INDUSTRIAL APPLICABILITY

The present invention can be used in a manufacturing industry and a utilization industry of a plated steel sheet which is used for a fuel tank of a truck or a bus, or others, for example.

Claims

1. A plated steel sheet comprising:

a steel sheet;

a first plating layer on a first surface of the steel sheet; and

a second plating layer on a second surface of the steel sheet,

wherein the steel sheet comprises a chemical composition represented by, in mass %,

C: 0.0005% to 0.0800%,

Si: 0.003% to 0.500%,

Mn: 0.05% to 0.80%,

P: 0.005% to 0.050%,

S: 0.100% or less,

Al: 0.080% or less,

N: 0.0050% or less,

Ti: 0.000% to 0.100%,

Nb: 0.000% to 0.050%,

B: 0.000% to 0.0100%, and

the balance: Fe and impurities,

wherein the first plating layer comprises: a first Al—Fe—Si alloy layer on the first surface; and a first Al—Si alloy layer on the first Al—Fe—Si alloy layer,

wherein the second plating layer comprises a second Al—Fe—Si alloy layer on the second surface,

wherein a coating weight of the first plating layer is 31 g/m2 to 60 g/m2, and

wherein a coating weight of the second plating layer is 5 g/m2 to 29 g/m2.

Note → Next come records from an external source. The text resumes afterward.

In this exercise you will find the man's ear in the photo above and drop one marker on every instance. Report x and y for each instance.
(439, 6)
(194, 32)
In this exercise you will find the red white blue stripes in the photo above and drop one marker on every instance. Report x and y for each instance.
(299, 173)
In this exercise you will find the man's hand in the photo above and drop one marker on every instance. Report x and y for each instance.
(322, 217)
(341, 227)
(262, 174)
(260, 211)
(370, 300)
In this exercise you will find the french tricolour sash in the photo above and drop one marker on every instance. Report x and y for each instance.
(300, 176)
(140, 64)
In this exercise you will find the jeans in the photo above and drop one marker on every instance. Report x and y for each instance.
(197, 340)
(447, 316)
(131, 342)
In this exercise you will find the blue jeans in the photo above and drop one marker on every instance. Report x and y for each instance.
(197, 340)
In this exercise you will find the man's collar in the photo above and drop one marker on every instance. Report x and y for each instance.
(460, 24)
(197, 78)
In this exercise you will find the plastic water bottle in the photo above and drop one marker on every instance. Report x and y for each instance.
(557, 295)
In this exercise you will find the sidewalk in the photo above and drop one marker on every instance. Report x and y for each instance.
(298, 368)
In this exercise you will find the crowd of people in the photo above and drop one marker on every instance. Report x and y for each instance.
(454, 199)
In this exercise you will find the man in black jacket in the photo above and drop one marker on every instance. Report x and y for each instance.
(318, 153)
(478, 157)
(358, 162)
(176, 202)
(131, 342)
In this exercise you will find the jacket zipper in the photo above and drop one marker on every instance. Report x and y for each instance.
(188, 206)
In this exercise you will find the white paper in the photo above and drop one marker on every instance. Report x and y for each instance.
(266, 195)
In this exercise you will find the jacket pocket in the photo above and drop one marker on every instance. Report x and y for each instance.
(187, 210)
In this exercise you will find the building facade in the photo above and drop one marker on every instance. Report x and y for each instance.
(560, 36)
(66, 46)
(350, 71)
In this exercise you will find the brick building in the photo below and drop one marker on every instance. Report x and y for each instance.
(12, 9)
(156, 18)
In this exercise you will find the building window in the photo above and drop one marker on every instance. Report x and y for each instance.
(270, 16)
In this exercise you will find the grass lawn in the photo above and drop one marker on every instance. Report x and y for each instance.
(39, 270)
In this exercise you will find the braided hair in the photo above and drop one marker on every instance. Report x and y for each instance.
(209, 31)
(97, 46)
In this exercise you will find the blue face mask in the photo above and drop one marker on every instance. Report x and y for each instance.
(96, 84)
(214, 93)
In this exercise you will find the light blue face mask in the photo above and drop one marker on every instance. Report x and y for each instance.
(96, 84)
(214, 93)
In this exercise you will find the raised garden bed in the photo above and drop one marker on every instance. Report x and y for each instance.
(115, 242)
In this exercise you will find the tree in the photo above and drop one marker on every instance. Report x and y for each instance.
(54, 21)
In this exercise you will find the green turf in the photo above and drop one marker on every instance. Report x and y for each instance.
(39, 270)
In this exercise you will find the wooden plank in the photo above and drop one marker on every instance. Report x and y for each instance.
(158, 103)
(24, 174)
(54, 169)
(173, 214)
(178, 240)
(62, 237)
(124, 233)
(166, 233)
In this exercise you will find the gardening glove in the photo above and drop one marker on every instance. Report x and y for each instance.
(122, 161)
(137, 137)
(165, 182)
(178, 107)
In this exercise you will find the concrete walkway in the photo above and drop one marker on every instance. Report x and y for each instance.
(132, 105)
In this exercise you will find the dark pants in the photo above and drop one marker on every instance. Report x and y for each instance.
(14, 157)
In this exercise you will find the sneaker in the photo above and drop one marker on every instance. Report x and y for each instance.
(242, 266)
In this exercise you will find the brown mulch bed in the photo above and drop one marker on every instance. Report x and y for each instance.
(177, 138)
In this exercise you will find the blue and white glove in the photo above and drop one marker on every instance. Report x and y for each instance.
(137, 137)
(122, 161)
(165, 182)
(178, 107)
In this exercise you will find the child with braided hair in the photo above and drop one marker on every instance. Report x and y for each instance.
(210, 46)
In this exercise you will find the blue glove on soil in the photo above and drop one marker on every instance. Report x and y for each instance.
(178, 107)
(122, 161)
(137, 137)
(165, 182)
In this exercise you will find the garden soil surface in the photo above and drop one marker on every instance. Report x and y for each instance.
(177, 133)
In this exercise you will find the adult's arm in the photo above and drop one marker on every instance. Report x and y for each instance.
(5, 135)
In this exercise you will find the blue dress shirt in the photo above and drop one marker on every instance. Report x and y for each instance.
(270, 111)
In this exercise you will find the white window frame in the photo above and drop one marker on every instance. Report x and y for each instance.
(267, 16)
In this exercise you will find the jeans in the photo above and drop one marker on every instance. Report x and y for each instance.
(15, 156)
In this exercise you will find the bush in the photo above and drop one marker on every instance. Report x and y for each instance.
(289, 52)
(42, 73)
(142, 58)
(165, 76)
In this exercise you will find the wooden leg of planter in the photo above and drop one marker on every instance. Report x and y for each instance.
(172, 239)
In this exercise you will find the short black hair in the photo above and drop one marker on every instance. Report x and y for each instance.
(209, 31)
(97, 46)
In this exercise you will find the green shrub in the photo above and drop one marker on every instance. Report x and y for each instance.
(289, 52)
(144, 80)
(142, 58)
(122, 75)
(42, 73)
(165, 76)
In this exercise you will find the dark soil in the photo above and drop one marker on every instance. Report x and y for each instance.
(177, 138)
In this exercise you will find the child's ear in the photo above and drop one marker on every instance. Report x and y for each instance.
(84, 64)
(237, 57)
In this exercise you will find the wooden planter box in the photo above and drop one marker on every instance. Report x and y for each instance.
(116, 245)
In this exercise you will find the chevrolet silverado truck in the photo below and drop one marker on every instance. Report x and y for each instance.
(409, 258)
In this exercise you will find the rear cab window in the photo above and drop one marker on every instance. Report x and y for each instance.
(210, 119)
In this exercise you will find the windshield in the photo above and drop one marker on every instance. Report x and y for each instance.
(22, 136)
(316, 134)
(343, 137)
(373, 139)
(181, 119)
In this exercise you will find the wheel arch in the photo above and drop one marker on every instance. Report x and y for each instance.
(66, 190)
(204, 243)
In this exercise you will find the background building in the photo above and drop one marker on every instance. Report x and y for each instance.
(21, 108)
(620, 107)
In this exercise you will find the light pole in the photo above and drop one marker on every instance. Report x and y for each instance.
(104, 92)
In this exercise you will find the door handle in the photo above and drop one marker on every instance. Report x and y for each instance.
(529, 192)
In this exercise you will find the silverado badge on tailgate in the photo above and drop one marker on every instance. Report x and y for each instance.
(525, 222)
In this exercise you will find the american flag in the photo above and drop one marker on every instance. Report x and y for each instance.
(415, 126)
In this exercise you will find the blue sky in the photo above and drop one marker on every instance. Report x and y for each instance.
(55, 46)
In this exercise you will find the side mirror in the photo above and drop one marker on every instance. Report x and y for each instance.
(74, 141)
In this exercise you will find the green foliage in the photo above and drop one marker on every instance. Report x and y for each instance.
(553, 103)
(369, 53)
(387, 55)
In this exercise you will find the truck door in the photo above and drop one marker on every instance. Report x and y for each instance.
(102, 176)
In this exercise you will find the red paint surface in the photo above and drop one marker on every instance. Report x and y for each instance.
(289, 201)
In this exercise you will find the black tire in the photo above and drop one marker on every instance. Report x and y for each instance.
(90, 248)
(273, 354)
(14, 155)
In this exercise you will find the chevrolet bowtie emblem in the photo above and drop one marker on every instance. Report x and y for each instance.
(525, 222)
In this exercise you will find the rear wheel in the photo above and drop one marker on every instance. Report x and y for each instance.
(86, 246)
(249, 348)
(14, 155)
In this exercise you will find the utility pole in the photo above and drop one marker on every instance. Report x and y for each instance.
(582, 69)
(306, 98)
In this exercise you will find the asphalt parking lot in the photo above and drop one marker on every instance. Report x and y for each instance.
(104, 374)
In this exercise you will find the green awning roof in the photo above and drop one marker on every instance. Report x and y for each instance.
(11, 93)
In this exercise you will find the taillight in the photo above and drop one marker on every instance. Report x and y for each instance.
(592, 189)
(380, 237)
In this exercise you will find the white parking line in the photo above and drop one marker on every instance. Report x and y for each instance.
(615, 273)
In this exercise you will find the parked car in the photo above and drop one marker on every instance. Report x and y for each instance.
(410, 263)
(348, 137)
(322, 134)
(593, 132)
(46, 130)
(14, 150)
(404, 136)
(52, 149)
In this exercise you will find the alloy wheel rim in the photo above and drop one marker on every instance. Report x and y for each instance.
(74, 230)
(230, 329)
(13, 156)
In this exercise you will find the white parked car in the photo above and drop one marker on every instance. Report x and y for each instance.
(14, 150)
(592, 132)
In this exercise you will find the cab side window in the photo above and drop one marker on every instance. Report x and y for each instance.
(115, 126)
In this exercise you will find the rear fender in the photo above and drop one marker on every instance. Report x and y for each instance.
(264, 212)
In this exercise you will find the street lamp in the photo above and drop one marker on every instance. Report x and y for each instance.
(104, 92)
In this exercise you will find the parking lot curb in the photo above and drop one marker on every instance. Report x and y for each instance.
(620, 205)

2. The plated steel sheet according to claim 1, wherein the second plating layer comprises a second Al—Si alloy layer on the second Al—Fe—Si alloy layer.

3. The plated steel sheet according to claim 1, wherein in the chemical composition,

Ti: 0.001 to 0.100%,

Nb: 0.001 to 0.050%, or

B: 0.0003% to 0.0100%, or

any combination thereof is satisfied.

4. The plated steel sheet according to claim 1, wherein a relationship of “(X−Y)−(26.7−13.3T)>0” holds wherein X (g/m2) denotes the coating weight of the first plating layer, Y (g/m2) denotes the coating weight of the second plating layer, and T (mm) denotes a thickness of the steel sheet.

5. The plated steel sheet according to claim 1, further comprising a conversion coating that contains Cr, Zr, Ti, Si, or V, or a compound of any combination thereof on the second plating layer,

wherein a coating weight of the conversion coating is 50 mg/m2 to 1000 mg/m2.

6. A fuel tank comprising:

a tank body made of the plated steel sheet according to claim 1,

wherein the first plating layer is inside the tank body and the second plating layer is outside the tank body.